Die Moskauer und ihre Datscha

Knoblauch, Pasternak und der KGB

Wladimir Nowikow auf seiner Datscha
Der ehemalige Geheimdienstmitarbeiter Wladimir Nowikow präsentiert seine Datscha © Gesine Dornblüth
Von Gesine Dornblüth · 26.08.2017
Die Datscha ist den Moskauern heilig: Hier, weitab von der großen Stadt, finden Sie Zuflucht vor der Sommerhitze in der Stadt, ernten Gurken und trinken Wodka. Der Komfort hält dabei mittlerweile mit Stadtwohnungen mit - zum Bedauern mancher Nostalgiker.
Die Abkühlung auf der Datscha will erkämpft sein. An den Moskauer Bahnhöfen bahnen sich am Freitag, am Ende einer Arbeitswoche, dichte Menschenströme den Weg zu den Vorortzügen, den "Elektritschkas". Die Haut klebt auf den Plastikbänken. Fliegende Händler bieten mehr oder weniger nützliche Dinge an. Es riecht nach Schweiß. Das leichte Ruckeln der Bahn, gepaart mit der Hitze, wirkt einschläfernd.
Die Alternative, die Fahrt mit dem Auto, ist auch keine Freude: Da ganz Moskau am Wochenende aufs Land fährt, steht man erst mal im Stau. Doch wie groß die Strapazen auch sein mögen – am Ziel angelangt, wird jedes Mal aufs Neue klar: Es war gut, die Stadt zu verlassen.

Flucht vor der Sommerhitze

"In Moskau kann man es in der Sommerhitze nicht aushalten", sagt Wladimir Nowikow. "Es sei denn, man sitzt die ganze Zeit vor einer Klimaanlage. Aber das will ja niemand."
Wladimir Nowikows Datscha steht knapp hundert Kilometer vom Stadtrand entfernt, in einer Datschensiedlung, wie es hunderte im Moskauer Umland gibt: Schnurgerade Wege, Blumen, Holzhäuser, Gemüsegärten, die Parzellen jeweils 600 qm groß. Genau so viel Land bekamen die Sowjetbürger vom Staat, von ihren Betrieben oder Gewerkschaften zugeteilt.
"1991 war es, glaube ich. Da bekamen wir die Datscha vom KGB der UdSSR."

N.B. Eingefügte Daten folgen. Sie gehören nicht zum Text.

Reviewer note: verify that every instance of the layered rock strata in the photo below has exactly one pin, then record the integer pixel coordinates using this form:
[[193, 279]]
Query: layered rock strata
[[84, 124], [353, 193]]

Mit Kartoffeln von der Datscha durch den Winter

Vom Geheimdienst. Mittlerweile ist Nowikow Rentner und beim KGB ausgeschieden, deshalb darf er auch mit Ausländern reden und lädt die zufällige Besucherin in den Garten ein. Phlox leuchtet lila, Lilien duften. In der Sonne trocknen Zwiebeln und Knoblauchknollen. Jeder Zentimeter ist genutzt. In schlechten Zeiten wurden auf den Datschen Kartoffeln angebaut, ganze Familien kamen so durch den Winter. Heute beschränken sich die Moskauer auf Gemüse für den täglichen Bedarf. "Knoblauch, Zwiebeln, Dill, Petersilie, Möhren, Rote Beete. Das ist es eigentlich."

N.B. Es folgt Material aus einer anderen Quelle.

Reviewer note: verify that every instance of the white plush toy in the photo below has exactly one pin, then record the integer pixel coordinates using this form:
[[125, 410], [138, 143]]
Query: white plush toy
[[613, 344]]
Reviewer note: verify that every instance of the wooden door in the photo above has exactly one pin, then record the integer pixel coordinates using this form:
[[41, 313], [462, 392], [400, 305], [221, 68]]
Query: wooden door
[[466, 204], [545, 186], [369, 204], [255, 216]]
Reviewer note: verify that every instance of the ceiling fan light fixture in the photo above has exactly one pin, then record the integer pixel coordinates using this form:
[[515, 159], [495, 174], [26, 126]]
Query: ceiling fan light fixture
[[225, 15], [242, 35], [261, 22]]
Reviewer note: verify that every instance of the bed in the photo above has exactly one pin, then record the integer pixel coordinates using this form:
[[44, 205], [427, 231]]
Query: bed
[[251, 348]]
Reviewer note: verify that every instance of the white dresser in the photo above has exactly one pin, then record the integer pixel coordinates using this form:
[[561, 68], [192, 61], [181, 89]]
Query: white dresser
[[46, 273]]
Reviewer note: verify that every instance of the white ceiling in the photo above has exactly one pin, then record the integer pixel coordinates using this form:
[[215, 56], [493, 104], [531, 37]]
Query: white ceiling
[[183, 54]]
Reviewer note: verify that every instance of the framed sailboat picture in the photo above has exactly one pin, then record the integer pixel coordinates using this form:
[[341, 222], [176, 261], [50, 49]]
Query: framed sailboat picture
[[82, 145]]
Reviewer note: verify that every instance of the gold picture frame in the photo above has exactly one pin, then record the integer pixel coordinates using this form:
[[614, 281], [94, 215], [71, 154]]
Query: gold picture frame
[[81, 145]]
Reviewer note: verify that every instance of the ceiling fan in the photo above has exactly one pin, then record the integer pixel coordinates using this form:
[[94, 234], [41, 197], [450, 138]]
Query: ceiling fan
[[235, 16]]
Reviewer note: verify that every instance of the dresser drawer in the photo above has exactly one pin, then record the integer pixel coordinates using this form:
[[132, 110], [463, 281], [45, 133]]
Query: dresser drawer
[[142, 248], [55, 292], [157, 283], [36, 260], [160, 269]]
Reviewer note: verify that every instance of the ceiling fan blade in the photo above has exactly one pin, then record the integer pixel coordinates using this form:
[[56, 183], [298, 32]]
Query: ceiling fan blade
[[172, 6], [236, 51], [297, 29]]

Nowikow verbringt den ganzen Sommer auf der Datscha, wie viele Rentner. Am Wochenende kommen seine Kinder mit den Enkeln zu Besuch.
"Was wir hier machen? Wir erholen uns. Wir stehen manchmal um 6 oder 7 auf, manchmal lümmeln wir bis 11 im Bett, je nachdem, wie die Nacht war. Und dann angeln wir, sammeln Pilze, sammeln Beeren."

Werkeln, Gurken ernten, Grillen

Außerdem muss ständig irgendetwas gebaut werden. Das Werkeln gehört zur russischen Datscha wie die Gurkenernte und das Grillen am Abend. Auf Nowikows Grundstück stehen zwei Häuser. Vorn eine niedrige Blockhütte. Hinten ein neues zweistöckiges Holzhaus mit Kunststofffenstern.
"Das alte Haus haben wir in den 90 Jahren gebaut. Damals gab es ja nicht mal Bretter zu kaufen. Das Haus hier hinten hat ein großes Zimmer, ein Esszimmer und zwei große Schlafzimmer."
Das ist immer noch vergleichsweise bescheiden. Findige Russen, die die nötigen Beziehungen, das nötige Geld oder die nötige Kaltblütigkeit besaßen, haben sich in den 90er Jahren Nachbargrundstücke angeeignet, haben ihre 600 Quadratmeter so vervielfacht und Platz geschaffen, um sich sogenannte "Kottedschi" zu bauen: Gemauerte Einfamilienhäuser oder Bungalows, manche mit Zinnen und Türmchen, viele von unglaublicher Geschmacklosigkeit.

Brief von Pasternak

Im Übrigen bekamen schon in der Sowjetunion diejenigen, die gleicher waren als die anderen, bessere Datschen:
Parteifunktionäre, Wissenschaftler, systemtreue Künstler zum Beispiel. Der Dichter Boris Pasternak kam so zu einem Häuschen in der Schriftsteller-Siedlung Peredelkino am Rande Moskaus. Pasternak war geradezu besessen vom Datschenleben, baute Gemüse an und lud seine Cousine, die Literaturwissenschaftlerin Olga Freudenberg, in vielen Briefen nach Peredelkino ein.
"Liebe Olja!
Komm zu uns! Wir werden auf der Datscha biwakieren. Ohne Möbel, aber mit Gemüsegarten. Werden Kartoffeln häufeln, Beete jäten, Würmer vom Kohl lesen. Wirklich, überleg es Dir! Du erholst Dich.
Beeile Dich, der Sommer geht schon zur Neige. Nur eines zählt: raff Dich auf, komm her.
Küsse Dich herzlich. Dein Borja"
Die Cousine ignorierte die Einladungen. Schließlich antwortete sie doch.
"Borja, du mein teurer Freund!
(...) Ich halte nichts vom Steinzeitleben auf den russischen Datschen. Küsse dich von Herzen. Olja"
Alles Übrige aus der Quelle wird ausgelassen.